A record for the new meaning of source leh-eng:Madan in table mn.
3 new records for denotations of that meaning, assigning it to each of the 3 expressions (“chona”, “mat”, and “bed”) in table dn.
A record for a definition of that meaning in language variety eng-000 (English) in table df.
For the “chona” denotation, a record in table dcs classifying the denotation as belonging to class “CommonNoun” in superclass “PartOfSpeechProperty”.
A record in table mcs classifying the new meaning as belonging to class “sleep” in superclass “location_of”.

As a result, users of PanLex can find new information.
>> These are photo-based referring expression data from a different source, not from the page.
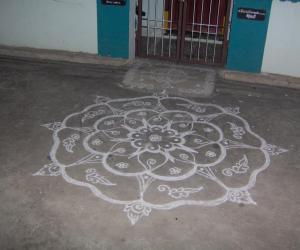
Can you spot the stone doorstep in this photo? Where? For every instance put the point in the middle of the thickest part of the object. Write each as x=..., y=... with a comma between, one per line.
x=59, y=55
x=262, y=78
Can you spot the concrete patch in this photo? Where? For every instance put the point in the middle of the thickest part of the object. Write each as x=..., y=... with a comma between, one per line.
x=175, y=79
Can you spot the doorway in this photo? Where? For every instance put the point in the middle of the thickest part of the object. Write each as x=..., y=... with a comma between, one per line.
x=194, y=31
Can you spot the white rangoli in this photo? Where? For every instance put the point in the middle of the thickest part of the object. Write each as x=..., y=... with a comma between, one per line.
x=159, y=152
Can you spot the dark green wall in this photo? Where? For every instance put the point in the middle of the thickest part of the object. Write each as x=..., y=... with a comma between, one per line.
x=248, y=37
x=113, y=30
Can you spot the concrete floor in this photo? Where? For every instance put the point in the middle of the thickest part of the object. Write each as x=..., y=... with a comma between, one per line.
x=50, y=210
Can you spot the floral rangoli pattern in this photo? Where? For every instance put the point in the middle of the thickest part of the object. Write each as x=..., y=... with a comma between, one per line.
x=159, y=153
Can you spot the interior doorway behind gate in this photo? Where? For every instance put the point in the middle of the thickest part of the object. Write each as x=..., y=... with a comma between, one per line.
x=193, y=31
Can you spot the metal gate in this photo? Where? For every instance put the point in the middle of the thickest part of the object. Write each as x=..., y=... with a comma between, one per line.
x=194, y=31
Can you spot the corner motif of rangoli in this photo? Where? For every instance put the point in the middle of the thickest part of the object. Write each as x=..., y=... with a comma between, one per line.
x=165, y=151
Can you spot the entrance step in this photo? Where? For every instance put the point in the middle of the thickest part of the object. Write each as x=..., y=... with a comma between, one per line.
x=156, y=76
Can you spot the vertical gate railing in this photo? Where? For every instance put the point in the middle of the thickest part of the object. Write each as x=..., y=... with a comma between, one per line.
x=194, y=31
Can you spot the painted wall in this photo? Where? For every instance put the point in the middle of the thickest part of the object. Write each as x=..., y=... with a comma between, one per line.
x=49, y=24
x=282, y=51
x=248, y=37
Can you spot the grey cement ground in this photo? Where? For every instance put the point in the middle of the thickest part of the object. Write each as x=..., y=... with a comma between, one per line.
x=48, y=213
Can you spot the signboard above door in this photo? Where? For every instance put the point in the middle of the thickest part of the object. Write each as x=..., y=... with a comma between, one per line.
x=114, y=2
x=251, y=14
For example, a user wanting to translate “အိပ်ရာ” from Burmese into Lenje can get “chona” as a distance-2 translation.

What did you do?

To understand fully the example above, you need to study the documentation in this assimilation section. But here are a few points:

You decapitalized “Chona”, because capitalizing the Lenje expressions is part of this source’s style, not part of any Lenje orthographic standard.
The form “shona”, the source says in its introduction, is a plural form, so you omitted it, knowing that PanLex is a database of lemmatic translations.
You also omitted the words introduced by “Cf.”, as being of little value to PanLex.
You chose whether to omit “a place to sleep in”, treat it as a definition, treat it as a meaning classification (“really ambitious”), or both (“super-ambitious”). The meaning classification takes more time to create than the definition, but also has more potential value.
Are “bed” and “mat” good translations of “chona”, or only examples? You could have refused to make denotations from them, but this could in practice prevent users from finding a Lenje translation of “bed”. By not demanding “perfection”, you brought the world one step closer to being able to express any concept usefully in any language.